How to even start a letter like this. It's been five years. Five long and painful years without you. I know a part of me still hopes that you're not dead and that one day I will open my eyes and you will be sitting right next to me, your guitar sitting beside you and your wide eyed grin staring back at me. But a part of me knows also that you're never coming back to me and to everyone that loves you. A part of me knows that I will never, ever see your smile again. Never hear you sing to me in the moonlight and never see you dance and fall like a dandelion landing from a tall plant. I know that I wish that I could find a time travel machine and travel back and warn you not to get out of bed and to spend the day with me. Spend the day in each other's arms talking about how we wanted to get married and how we wanted to spend each day on a new adventure. I would still marry you in a heartbeat today if you were still here. You honestly were my rock and my stable place and when you slipped away, so did all my morals and also my grounding. I slipped up Rickster and I screwed up. I've messed up my life. I've been in jail for a crime so stupid that even my own brain told me how stupid it was and the downfall of it all. I've done drugs. I've come out as Bisexual to my conservative mother.

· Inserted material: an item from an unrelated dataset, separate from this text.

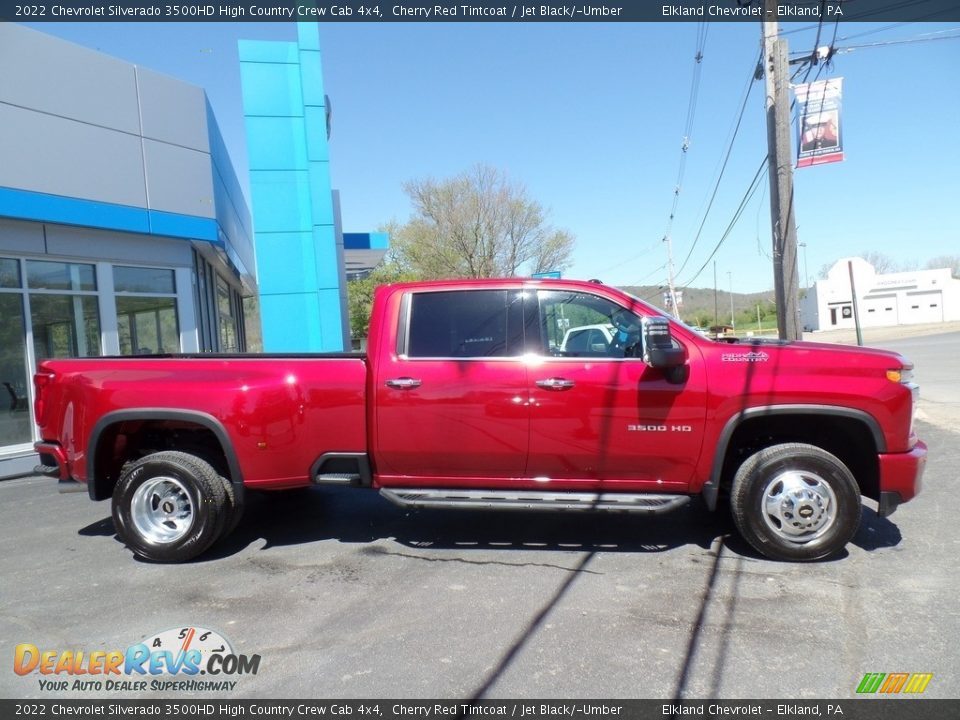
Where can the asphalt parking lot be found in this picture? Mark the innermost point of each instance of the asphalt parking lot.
(345, 596)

I know that I sit here on the fifth anniversary of your death, I wonder what has become of me? Why am I doing all of this? I still needed you Ricky and honestly you were taken way too soon. You were supposed to be the person I could rely on. You were supposed to be the person that wouldn't stop loving me. You were mine. And I know that I can't do anything to bring that back and with each year coming and going, it reminds me that I never can have any of that. You are gone and so has the Kian I use to know. I hardly recognise myself anymore. I just can't understand who I am anymore. I just don't know how to anymore and to find the strength to anymore.

I honestly miss you with my whole heart and I want you back. I still wanted to marry you and I still love you with everything I have. I love you so much Ricky and I won't stop loving you until the day I die and I am sitting right next to you.

Kian"

I knew that as I finished the letter, the tears streaming down my face that I was lost and I had no idea how to find myself.